Three in four hospitals and health organizations said medical records of patients had been put at risk of improper disclosure “due to inadequate security controls, policies or procedures,” according to the survey released Thursday at a meeting of government health information planners in Washington.

“This is a call to action,” said Lisa A. Gallagher, a privacy and security expert who conducted the study for the Healthcare Information and Management Systems Society (HIMSS). “We need to get focused on security.”

In the survey, one in three groups said they knew of at least one case of medical identity theft from records under their control — nearly double the number reported in a similar study last year.

Half of those surveyed said they had no plan in place to respond to security threats and many of them indicated that they are spending “little additional resources” to combat the problem.

The report comes as federal officials are launching an ambitious plan to encourage greater use of digital medical records. Officials are planning to spend as much as $45 billion in stimulus funds in the coming years to help doctors and hospitals purchase these systems. The Obama administration is also moving forward with plans to convert an obscure government data collection system into a Health Internet, which would encourage sending sensitive medical information into cyberspace.

“These factors may put health data at a higher risk of exposure in the future, and increase the need for mature security processes and controls,” Gallagher wrote in her report.

Two hospital groups, the American Hospital Association and the Federation of American Hospitals, had no immediate comment on the report.

The stimulus bill contains a series of new provisions to tighten the privacy and security of electronic health data. For instance, the law requires health care providers to notify patients when their personal information falls into the wrong hands.

Yet the survey released on Thursday found that many hospitals lack even basic tools to encrypt health care data as a means to prevent its misuse or theft. Fewer than half said they encrypt records they store, while just two-thirds use encryption techniques when sending health records over the Internet.

“Health care is no different than other industries grappling with the challenges of cyberspace,” said Aneesh Chopra, the White House chief technology officer in response to the survey.

The study, conducted from August to October, questioned about 200 top-level health information technology professionals working in hospitals and other medical institutions. It was run by HIMSS, whose members represent a cross-section of health information technology professionals. The survey’s purpose was to gauge how well these institutions are preparing for the national switch-over to electronic medical records.
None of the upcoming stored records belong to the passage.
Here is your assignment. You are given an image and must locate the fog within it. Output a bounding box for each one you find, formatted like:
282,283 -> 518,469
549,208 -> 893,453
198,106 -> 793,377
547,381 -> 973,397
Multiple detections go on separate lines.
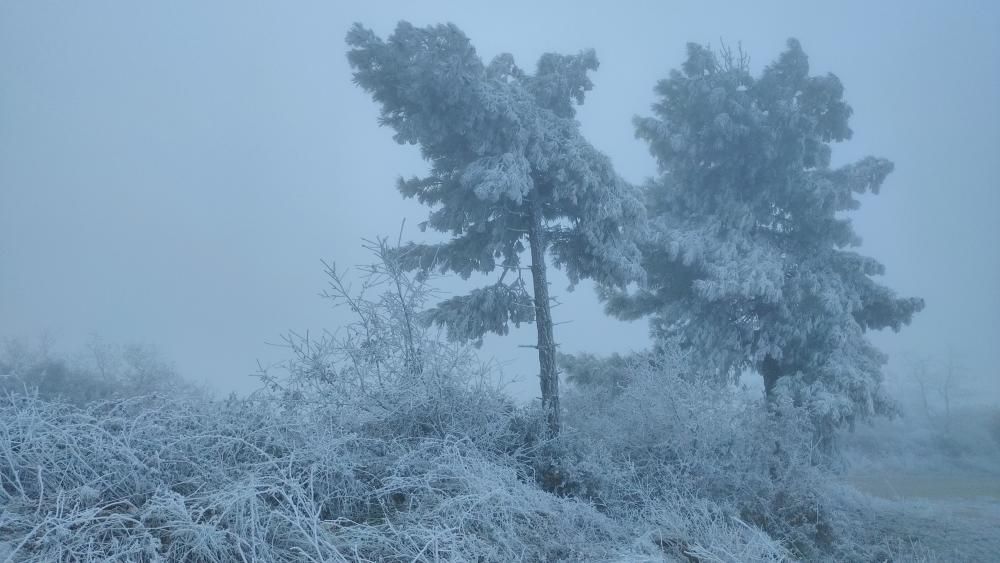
0,1 -> 1000,402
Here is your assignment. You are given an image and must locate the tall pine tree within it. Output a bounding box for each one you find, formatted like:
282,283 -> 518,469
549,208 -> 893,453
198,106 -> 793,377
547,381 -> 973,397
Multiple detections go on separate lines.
347,22 -> 645,433
604,39 -> 923,428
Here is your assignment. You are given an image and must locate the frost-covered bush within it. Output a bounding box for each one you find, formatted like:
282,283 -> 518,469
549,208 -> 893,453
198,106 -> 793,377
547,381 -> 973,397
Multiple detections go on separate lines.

The administration hopes to create a digital medical file for every American within the next five years.

The findings surprised some members of the government Health Information Technology standards panel, which is aiding federal officials in setting standards for distributing stimulus money to doctors and hospitals that purchase digital records systems.

“I think the survey results show that health care organizations still perceive security to be a compliance issue, not a function critical to their business or providing quality care,” said Dixie Baker, who heads the standards committee’s privacy workgroup.

Committee member Walter Suarez said he was “surprised” that so many hospitals hadn’t even met basic security standards already required under federal law.

“The first question is really: Do we need to have a much larger picture of what is going on across the country,” Suarez said.